The Cultural Antagonisms of Engineering and Aesthetics in Automotive History

by David Gartman

Contradictions of Fantastic Styling and the Stylists' Fall From Grace

The 1960s, however, brought questions about these dream machines that were part of larger doubts about America's prosperity and its costs. The remarkable success of the auto industry in selling Americans substitute satisfactions for their suppressed desires revealed the contradictions of the system of mass consumption. The more people tried to escape their individual problems in bigger, more powerful dream machines, the more crowded, dangerous, and environmentally devastating the roads became, which prevented all from achieving the escape they sought. The first sign of trouble came in 1958, the year of the Edsel debacle. The Ford company introduced this new car line named after Henry’s now-deceased son to compete in the expanding middle-priced market. In order to stand out in this crowded segment, executives demanded that the Edsel have totally distinctive styling. What Ford stylists produced, however, was a car that merely exaggerated the styling excesses of the day, with horizontal fins, concave sides, and a peculiar horizontal grille. The release of the Edsel in the fall of 1957 coincided with the start of the first postwar economic recession and the launching of the Soviet Sputnik satellite, both of which raised questions about the nature of America’s consumer economy. In the light of these serious developments, the car seemed silly and self-indulgent. Besides, the Edsel protested its difference so loudly that consumers began to notice that it was really very similar to all the other oversized and overdecorated family sedans Detroit was producing. The slow sales and consequently quick cancellation of the Edsel signaled serious problems in the industry. Another ominous sign of America's growing doubts about its automotive fantasies was the steady rise in sales of the German Volkswagen. The appeal of the VW for many consumers was its real difference. The small, cheap, and unpretentious little car certainly stood out in the sea of gaudy, gargantuan, look-alike sedans produced by Detroit automakers. Many Americans, especially the growing number of countercultural youth in the 1960s, embraced the Volkswagen as the anti-car, a symbolic rejection of the homogeneity, waste, and extravagance of American cars and consumer culture as a whole. Increased sales of the little bug indicated that something was seriously wrong with the assumptions that had driven stylists for thirty years.
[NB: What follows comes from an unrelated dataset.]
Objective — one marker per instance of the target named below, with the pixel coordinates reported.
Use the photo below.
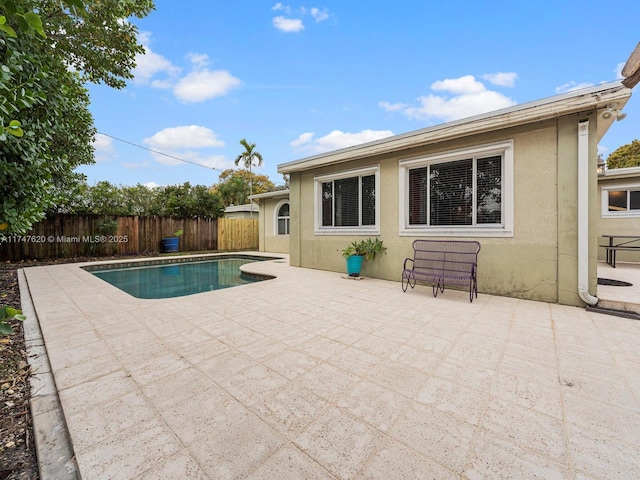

In the 1960s Detroit tried to address consumers’ perception of automotive homogeneity by offering an increasing variety of car models. Instead of relying on the artificial differentiation of the same big family sedans, American automakers pioneered structurally and mechanically new auto types, such as the muscle car, the pony car, and the personal luxury car. To compete with the VW and other imports, the Big Three also introduced compacts, and it was the controversy over one of these that galvanized popular sentiment against stylists and Detroit automakers in general. In 1960 GM introduced its Corvair compact, a rear-engined, air-cooled car. But there were problems with the swing-axle rear suspension that caused dangerous oversteer at high speeds and resulted in scores of deaths. This defect was featured in Unsafe at Any Speed, a 1965 book authored by a young auto-safety crusader named Ralph Nader. Nader charged that GM executives knew of the defect and, despite the pleadings of their own engineers, refused to install the $15 stabilizing bar to correct it. His book generally accused the Big Three of being too obsessed with sales and styling to build safe, efficient cars. In a chapter on automotive engineers, Nader argued that they submissively catered to the stylists and merchandisers, who had the real power to determine design. He testified to these facts before a U.S. Senate subcommittee, and when GM executives were caught trying to intimidate him, they and the entire industry were publicly humiliated. What followed was a series of landmark Congressional acts in the late 1960s that established safety and emission standards for cars.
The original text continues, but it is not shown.